Kimler transferans yapar? Herkes. Özellikle çocukluk döneminden taşınıp getirilen duygu ve beklentileri kapsar. Kişinin geçmişinde istismar, saldırganlık, öfke, ilgisizlik, terk edilme, taciz, travmalar varsa beklentiler tatmin edilmemişse yani çocuklukta ebeveyn ve çocuk arasında çözülmemiş olan noktalar varsa, kişi bunları ilerki yaşlarında başkalarıyla çözmeye çalışır.
Bu aslında verimli bir çözüm sürecine dönüştürülebilirse çok faydalıdır. Kişinin tüm hayatını olumlu yönde etkileyebilir. “Bunu neden yapıyorum/hissediyorum, bu bana kimi hatırlatıyor? Neyi hatırlatıyor?” soruları çok önemlidir.
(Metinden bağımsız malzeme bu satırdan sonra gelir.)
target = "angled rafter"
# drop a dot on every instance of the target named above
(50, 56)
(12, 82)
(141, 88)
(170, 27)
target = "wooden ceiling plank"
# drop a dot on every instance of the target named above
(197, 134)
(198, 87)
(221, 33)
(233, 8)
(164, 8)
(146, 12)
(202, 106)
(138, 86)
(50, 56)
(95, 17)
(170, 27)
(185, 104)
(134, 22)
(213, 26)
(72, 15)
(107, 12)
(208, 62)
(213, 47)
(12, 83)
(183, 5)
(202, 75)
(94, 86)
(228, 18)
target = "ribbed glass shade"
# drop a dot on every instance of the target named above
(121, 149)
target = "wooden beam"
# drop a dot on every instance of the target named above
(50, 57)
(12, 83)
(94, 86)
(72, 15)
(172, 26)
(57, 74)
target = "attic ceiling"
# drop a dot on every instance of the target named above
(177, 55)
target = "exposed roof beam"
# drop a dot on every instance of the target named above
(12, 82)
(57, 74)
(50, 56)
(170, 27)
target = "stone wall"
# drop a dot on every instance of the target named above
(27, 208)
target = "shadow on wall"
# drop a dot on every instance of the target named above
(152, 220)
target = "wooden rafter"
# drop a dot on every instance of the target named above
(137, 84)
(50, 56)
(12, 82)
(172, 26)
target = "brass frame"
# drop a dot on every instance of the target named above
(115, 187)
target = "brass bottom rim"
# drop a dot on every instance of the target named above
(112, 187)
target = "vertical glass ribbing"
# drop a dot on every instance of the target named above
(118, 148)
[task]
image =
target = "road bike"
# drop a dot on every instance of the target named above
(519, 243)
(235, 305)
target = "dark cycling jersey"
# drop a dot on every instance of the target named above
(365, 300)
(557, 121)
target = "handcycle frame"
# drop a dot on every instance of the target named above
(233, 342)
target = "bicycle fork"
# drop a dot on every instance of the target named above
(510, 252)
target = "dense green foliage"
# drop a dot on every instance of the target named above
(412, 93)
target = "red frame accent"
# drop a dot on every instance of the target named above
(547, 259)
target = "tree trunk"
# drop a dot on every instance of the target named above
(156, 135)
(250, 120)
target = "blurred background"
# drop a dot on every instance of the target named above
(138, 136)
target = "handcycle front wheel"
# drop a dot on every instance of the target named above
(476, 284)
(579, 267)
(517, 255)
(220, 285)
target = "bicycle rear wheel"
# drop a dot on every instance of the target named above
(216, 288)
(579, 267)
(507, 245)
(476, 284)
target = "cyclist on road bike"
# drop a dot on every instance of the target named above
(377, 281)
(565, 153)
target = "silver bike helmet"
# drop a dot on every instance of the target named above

Transferans aktarım türleri nelerdir?
İlk başta olumlu aktarım ve olumsuz aktarımdan bahsetmek gerekir. Psikoterapide aktarım nedir dediğimizde karşımıza çıkar. Olumlu aktarımda kişi terapistine karşı sevgi, saygı, tutku, hayranlık hisseder.
Olumsuz aktarımda ise kişi terapistine güvenmez çünkü terapisti ondan bir şeyler almak isteyen kişisel çıkarlarını ön planda tutan biri gibi hisseder. Ona güvenmez ve onunla bağ kurmaz. Pozitif aktarım ve negatif aktarım durumu dönemsel olarak yer değiştirerek bir arada da bulunabilir.
Aktarım nevrozu meydana geldiğinde kişi terapiste ilk seferde neden gittiğini neredeyse unutur ve ona karşı olan his ve beklentilerinin karşılanması artık en önemli şey haline gelir. Bu noktada terapistin bu durumu çok dikkatlice karşılaması ve çözümlemesi gerekir.
Karşıt aktarım terapistin de danışana karşı, eskiden gelen aktarımlarını yansıtmasıdır. Terapist danışanına karşı öfke veya aşırı ilgi gösterebilir. Bu durumu fark edip kontrol altına almalı ve nesnelliğini yitirmemelidir.
Seanslar arasında heyecanlanmak veya seanslarda gergin olmak, danışana karşı antipati hissetmek veya ona karşı çok olumlu hisler besler ve böylece kontr tansferans ortaya çıkar.
Aktarım ilişkisi nedir?
Kişi terapistine karşı fazlaca sempati veya romantik duygular beslemeye başlayabilir. Bunlara karşılık alamadığında öfke, üzüntü, kızgınlık gibi duygular oluşturabilir. Aktarım ilişkisi bu noktada çok önemlidir.
Çünkü terapistin kişiyi doğu biçimde yönlendirmesi ve hislerini anlayıp, çözümleyebilmesini sağlaması gerekir. Negatif aktarım da pozitif aktarım da her zaman kişide fark yaratır. Önemli olan kişinin transferans oluşturan noktaları fark edip çözebilmesidir.
Aktarım transferans örnek : Aktarım zararlı da olabilir elbette. Tıpkı halo etkisindeki gibi diyelim ki şapka takan bir tanıdığınız var, onu çok seviyorsunuz ve ondan yeterince sevgi veya ilgi görmediniz. Şapka takan diğer kişilere karşı aşırı ilgi, sevgi gösterebilir onlarla olan ilişkinizde gereksiz bir özveri gösterme eğilimine girebilirsiniz.
Aktarımdan nasıl kurtuluruz?
Aktarımdan kurtulmak için sürekli olarak yeniden canlandırma yaparız. Hayatımıza giren kişileri, bilinçli olarak değil ama aktarımın kaynağını çözebileceğimiz kişilerden seçerek bilinçdışı aktarım yaparız.
Bu yüzden şöyle cümleler kurarız veya duyarız “karşıma hep böyle insanlar çıkıyor“, “arızalar da hep beni buluyor“, “onu hiç tanımamışım“. Aslında bu kişileri hayatımıza biz alırız. Çünkü çözmemiz gereken aktarım noktaları vardır.
Sorunların temel noktası, başlangıç noktası psikoterapist ile veya kişisel gelişim yöntemleriyle “neden, nasıl” soruları sorularak çözülmelidir. Yoksa aktarımlar çok uzun süre kendini tekrarlayarak devam edecektir.